楚天涯便說,律法章程是死的,人是活的,非常時期必須權宜用計。既然已經布告百姓,官府就必須遵守信用,民不可欺——凡是這些前來投靠官府的百姓,心中都是對官府報有信任與希望的,怎么能任其泯滅?具體的做法,可以吸收這些百姓當中的青壯編組為伍,暫時歸屬于軍巡鋪參與維護城中治安,并加以軍事訓練,以備他日隨時參與守城之戰;其中的老弱婦孺,可以另行安置,給他們一些簡單輕松的后勤工作來做,比喻洗衣做飯這些總沒問題。
“流民不安置、人心不穩固,太原必然從內部被攻破!”這是楚天涯的原話,張孝純已是無可辯駁,只得同意。

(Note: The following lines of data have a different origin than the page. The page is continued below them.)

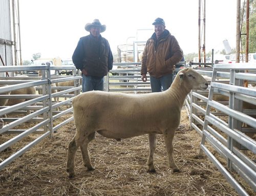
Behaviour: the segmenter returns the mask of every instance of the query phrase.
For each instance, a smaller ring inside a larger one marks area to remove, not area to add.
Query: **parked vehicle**
[[[242,55],[242,54],[240,54],[240,57],[239,58],[240,62],[243,62],[243,56],[244,55]],[[236,62],[236,54],[230,54],[230,57],[229,58],[229,60],[228,62],[229,63],[232,63]],[[245,59],[245,58],[244,59]]]
[[[244,58],[245,60],[245,56]],[[256,62],[256,53],[249,53],[248,54],[248,61],[250,62]]]
[[[49,62],[50,66],[54,66],[53,61],[51,60],[47,60],[47,59],[38,59],[37,60],[33,60],[29,64],[30,66],[45,66],[47,62]],[[58,70],[51,70],[51,75],[56,75],[58,73]],[[38,74],[38,72],[36,70],[28,70],[27,71],[27,74]]]

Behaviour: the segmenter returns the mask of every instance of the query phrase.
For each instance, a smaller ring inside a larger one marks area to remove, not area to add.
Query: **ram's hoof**
[[[173,169],[173,171],[175,172],[180,172],[180,169],[178,168],[175,168]]]

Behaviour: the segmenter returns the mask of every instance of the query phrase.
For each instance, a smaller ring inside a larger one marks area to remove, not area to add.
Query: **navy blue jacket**
[[[112,69],[113,57],[108,40],[100,35],[81,37],[72,56],[77,69],[86,69],[88,75],[103,77]]]

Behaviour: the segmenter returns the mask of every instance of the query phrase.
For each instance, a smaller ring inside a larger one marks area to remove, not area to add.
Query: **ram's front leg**
[[[150,155],[147,160],[147,171],[156,172],[154,165],[154,154],[156,150],[157,135],[155,134],[148,134],[148,142],[150,143]]]
[[[176,165],[175,161],[174,161],[173,157],[173,140],[174,137],[175,131],[168,130],[163,134],[164,143],[165,143],[165,147],[166,148],[167,153],[168,154],[168,160],[169,161],[169,166],[173,169],[173,172],[179,172],[180,169]]]

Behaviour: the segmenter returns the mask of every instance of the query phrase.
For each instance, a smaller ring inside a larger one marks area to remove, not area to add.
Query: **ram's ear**
[[[179,74],[179,76],[180,77],[180,81],[181,83],[181,82],[182,82],[182,81],[183,80],[184,73],[180,73],[180,74]]]

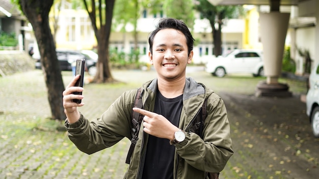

就這樣,短短的兩天時間,楚天涯的麾下突然多了六千多軍巡!
余下還有這些軍巡的家人,一些老幼婦孺,也都登記在冊由官府的庫府糧倉撥給寒衣口糧,并讓他們從事一些簡單輕松的徭役。
太原城中的騷亂,總算漸漸平息。
女真人在城外敲了整整兩天的戰鼓,太原城中倒是有不少人因此而患上了失眠、耳鳴或是神經衰弱,但卻沒有因此而發生大范圍的騷亂。到后來或許女真人自己也敲累了、聽煩了,便消停了下來不再敲鼓。
鼓聲停歇時,太原城中居然爆發出一陣歡呼聲!
雖然女真人的軍隊仍然包圍著太原城,可是他們也的確沒有打下城池,太原城中依舊安穩如初——民眾與百姓心中的希望與信念有了事實的依據,更加堅定與穩固了!
太原官府,也終于在百姓那里博來了一絲難得的“信任”;張孝純長吁一口氣,心中畢竟也是快慰,同時對楚天涯這個年輕人越發的感覺到不可思議。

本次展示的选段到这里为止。